Coun. Chuck Puchmayr said the proposed budget is “really responsible” in that it reflects input received through the community engagement process and allows the city to move forward with much-needed infrastructure, including the Canada Games Pool replacement project. If the debt financing for that facility is removed from the budget, he said it would be a “fairly small” tax increase in 2021.
Nearing the finish line
Last fall, the city launched the 2021 budget process last fall with an online Budget 101 session and survey and three special workshops with council. The plan had been to incorporate a best-practices approach and adopt the budget by the end of 2020, but approval of the budget was delayed while council considered whether to require the police department to bring forward a budget with a 0% increase.

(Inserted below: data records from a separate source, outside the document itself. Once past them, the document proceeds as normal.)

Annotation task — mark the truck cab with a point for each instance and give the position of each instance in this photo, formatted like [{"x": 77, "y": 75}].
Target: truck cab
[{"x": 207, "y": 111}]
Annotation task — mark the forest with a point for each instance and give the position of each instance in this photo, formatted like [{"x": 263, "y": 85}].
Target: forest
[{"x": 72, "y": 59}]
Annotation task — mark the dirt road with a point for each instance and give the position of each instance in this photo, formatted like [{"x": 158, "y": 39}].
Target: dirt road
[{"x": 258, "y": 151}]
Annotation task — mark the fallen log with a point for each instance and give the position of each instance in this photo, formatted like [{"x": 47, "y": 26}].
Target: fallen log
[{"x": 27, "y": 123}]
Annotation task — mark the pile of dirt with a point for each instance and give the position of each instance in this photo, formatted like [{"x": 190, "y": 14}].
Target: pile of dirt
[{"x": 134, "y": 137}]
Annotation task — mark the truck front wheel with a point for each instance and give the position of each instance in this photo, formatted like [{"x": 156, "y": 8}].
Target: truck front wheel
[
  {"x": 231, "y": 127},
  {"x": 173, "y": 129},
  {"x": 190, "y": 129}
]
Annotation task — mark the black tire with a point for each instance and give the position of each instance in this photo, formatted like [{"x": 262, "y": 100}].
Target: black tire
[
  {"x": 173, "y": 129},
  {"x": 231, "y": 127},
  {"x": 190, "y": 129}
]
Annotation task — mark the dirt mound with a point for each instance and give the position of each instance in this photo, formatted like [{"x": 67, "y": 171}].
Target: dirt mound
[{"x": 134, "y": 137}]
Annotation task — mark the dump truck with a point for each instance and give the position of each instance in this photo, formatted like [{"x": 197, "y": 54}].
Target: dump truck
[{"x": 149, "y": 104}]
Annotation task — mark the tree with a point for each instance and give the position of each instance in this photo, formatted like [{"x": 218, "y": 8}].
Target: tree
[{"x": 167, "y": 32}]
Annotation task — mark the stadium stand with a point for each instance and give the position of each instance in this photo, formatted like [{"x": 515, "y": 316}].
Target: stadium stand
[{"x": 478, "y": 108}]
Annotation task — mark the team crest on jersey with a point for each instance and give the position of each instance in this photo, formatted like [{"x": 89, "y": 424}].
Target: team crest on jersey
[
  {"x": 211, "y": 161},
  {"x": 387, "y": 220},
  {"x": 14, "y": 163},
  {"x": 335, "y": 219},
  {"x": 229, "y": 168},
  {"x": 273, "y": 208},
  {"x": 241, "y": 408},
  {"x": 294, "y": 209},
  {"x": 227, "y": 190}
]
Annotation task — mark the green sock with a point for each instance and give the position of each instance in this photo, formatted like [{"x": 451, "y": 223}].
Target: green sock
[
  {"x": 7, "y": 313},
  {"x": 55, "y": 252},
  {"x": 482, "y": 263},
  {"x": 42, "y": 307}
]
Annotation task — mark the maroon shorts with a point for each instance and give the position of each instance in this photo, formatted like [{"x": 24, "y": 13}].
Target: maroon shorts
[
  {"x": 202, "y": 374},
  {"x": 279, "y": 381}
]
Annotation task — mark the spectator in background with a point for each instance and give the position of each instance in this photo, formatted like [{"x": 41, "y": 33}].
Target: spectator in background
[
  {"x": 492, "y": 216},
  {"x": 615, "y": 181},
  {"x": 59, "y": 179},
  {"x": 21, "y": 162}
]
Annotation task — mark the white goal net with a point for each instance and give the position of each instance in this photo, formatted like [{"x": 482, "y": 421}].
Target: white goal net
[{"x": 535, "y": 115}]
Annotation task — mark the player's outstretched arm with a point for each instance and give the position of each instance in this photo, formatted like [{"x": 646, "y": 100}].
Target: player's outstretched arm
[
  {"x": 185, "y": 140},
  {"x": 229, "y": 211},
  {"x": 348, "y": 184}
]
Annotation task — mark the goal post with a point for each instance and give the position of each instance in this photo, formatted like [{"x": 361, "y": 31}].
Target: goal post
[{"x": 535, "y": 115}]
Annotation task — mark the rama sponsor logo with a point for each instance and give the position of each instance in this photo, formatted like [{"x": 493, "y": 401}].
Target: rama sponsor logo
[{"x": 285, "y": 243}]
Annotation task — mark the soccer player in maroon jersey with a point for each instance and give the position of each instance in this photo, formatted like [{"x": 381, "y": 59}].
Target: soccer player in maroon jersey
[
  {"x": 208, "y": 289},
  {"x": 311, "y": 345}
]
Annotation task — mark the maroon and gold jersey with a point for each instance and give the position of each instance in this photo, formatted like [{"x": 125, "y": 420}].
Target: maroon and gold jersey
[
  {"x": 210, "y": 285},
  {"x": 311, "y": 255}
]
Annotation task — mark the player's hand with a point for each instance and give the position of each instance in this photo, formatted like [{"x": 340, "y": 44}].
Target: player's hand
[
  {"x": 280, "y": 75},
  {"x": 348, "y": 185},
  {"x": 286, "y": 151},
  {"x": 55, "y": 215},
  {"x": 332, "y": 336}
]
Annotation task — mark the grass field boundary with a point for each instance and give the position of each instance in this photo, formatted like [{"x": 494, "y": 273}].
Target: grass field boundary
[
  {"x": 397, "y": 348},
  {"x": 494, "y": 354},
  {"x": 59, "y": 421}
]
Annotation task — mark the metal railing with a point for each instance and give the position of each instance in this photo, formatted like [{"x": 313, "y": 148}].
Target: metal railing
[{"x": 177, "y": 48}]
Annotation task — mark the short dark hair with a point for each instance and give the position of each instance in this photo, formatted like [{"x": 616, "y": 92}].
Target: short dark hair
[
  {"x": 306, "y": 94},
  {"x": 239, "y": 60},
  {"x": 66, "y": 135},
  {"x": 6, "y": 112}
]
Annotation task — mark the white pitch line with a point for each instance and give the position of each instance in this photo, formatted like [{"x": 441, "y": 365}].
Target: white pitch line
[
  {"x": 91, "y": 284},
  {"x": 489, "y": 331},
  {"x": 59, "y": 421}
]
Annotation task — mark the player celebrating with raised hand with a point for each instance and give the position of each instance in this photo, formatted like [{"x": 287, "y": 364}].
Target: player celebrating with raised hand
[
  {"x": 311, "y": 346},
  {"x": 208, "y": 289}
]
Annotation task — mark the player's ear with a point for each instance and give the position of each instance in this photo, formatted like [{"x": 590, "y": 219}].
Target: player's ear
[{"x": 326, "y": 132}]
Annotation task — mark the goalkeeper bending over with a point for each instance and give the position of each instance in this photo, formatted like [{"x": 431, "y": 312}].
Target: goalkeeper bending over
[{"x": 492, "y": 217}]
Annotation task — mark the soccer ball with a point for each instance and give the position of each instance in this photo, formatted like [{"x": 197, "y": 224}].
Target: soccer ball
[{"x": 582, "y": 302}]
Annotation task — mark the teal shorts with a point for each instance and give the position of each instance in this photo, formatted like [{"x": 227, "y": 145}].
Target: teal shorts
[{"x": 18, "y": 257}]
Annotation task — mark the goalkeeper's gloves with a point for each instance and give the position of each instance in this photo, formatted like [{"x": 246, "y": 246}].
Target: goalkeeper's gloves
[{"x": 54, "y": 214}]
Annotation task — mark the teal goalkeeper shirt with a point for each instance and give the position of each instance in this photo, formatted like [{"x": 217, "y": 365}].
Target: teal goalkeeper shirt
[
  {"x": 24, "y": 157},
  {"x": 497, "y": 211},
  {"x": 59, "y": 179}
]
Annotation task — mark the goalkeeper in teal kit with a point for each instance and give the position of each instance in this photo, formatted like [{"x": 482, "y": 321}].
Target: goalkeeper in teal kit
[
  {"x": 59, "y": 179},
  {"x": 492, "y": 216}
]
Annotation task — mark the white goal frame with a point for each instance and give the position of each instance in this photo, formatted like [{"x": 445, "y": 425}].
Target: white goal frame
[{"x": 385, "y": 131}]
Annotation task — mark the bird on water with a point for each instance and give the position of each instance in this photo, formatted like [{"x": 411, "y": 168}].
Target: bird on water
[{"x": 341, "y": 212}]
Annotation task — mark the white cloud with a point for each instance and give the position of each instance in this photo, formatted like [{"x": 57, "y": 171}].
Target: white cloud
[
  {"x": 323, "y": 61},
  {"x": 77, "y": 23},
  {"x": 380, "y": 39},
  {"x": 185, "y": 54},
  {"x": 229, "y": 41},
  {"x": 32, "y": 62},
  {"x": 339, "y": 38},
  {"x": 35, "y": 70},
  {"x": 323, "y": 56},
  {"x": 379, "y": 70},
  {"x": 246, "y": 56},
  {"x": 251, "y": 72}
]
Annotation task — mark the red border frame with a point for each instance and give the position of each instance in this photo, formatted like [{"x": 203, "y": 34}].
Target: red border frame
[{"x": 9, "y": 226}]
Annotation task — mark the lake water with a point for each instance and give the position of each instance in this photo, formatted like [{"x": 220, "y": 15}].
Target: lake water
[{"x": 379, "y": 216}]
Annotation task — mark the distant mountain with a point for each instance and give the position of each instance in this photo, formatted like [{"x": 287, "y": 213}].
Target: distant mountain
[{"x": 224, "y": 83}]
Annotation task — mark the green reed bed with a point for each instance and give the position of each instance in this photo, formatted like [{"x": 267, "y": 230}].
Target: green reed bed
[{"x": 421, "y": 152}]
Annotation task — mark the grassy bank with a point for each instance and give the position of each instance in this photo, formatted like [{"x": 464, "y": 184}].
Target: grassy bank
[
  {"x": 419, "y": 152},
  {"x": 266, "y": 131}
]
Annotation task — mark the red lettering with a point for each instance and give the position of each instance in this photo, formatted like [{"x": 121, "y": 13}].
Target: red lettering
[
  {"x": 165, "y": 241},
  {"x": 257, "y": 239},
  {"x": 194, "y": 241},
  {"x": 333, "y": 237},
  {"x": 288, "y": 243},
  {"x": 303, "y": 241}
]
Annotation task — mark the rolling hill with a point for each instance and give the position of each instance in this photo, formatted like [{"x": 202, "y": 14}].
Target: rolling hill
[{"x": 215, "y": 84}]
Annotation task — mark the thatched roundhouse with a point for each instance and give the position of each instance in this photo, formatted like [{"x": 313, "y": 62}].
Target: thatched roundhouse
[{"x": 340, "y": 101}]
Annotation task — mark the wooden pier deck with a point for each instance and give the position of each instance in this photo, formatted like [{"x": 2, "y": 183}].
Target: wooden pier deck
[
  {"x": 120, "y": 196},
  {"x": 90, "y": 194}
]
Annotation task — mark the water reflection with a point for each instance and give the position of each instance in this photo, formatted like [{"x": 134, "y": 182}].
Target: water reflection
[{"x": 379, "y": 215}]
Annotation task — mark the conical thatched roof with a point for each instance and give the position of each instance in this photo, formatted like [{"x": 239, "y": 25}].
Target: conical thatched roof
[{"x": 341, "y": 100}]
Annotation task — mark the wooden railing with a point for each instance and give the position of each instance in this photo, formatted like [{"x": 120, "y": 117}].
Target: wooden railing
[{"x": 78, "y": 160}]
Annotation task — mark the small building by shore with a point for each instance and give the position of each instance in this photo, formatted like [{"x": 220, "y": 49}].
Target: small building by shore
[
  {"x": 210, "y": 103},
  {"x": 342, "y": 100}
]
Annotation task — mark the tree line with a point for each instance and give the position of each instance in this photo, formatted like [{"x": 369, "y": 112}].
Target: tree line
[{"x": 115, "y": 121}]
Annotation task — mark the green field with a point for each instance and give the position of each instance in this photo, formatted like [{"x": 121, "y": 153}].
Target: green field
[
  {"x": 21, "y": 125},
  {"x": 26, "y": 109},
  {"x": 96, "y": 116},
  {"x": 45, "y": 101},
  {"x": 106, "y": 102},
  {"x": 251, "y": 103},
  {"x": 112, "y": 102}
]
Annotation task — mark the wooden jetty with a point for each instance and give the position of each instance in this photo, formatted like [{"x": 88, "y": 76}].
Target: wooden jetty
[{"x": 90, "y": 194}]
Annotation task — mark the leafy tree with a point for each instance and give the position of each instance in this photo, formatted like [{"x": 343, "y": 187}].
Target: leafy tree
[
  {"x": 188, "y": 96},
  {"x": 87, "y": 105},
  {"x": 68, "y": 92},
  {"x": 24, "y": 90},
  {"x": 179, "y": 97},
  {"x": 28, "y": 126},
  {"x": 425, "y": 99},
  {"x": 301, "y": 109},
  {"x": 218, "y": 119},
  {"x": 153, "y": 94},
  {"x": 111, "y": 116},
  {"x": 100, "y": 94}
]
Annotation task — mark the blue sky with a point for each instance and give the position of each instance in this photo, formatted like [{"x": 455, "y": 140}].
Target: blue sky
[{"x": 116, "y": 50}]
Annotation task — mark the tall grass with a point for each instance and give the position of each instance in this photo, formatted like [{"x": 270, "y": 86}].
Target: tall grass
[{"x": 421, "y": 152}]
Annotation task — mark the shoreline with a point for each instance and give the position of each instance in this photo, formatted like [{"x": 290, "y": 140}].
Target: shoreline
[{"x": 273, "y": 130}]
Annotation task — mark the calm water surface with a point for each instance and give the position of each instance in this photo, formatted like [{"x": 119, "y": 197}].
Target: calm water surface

At the Feb. 1 council meeting, council voted five to two in favour of supporting an increase to the police department’s budget, which includes items such as wage increases from the collective agreement and service enhancements related to work on the diversity, equity, inclusion and antiracism framework. In response to calls from across North America for police reform, councillors Nadine Nakagawa and Mary Trentadue voted against the police budget.
“As I didn’t support the police budget last week, I am wondering how do I manage that in this discussion and in further discussions regarding supporting overall budget,” Trentadue asked at the Feb. 8 meeting. “Is it possible to pull out a police budget? Am I voting against the entire budget?”
Cote said council members can vote against the budget even if they don’t support one line in the document, or they could support it but make it clear that they don’t support some aspects of the budget.
“We are not going to be breaking up the budget into departments or different areas,” he said. “We will be voting on it as a whole.”
Trentadue and Nakagawa voted against the motion directing staff to prepare the financial plan bylaw.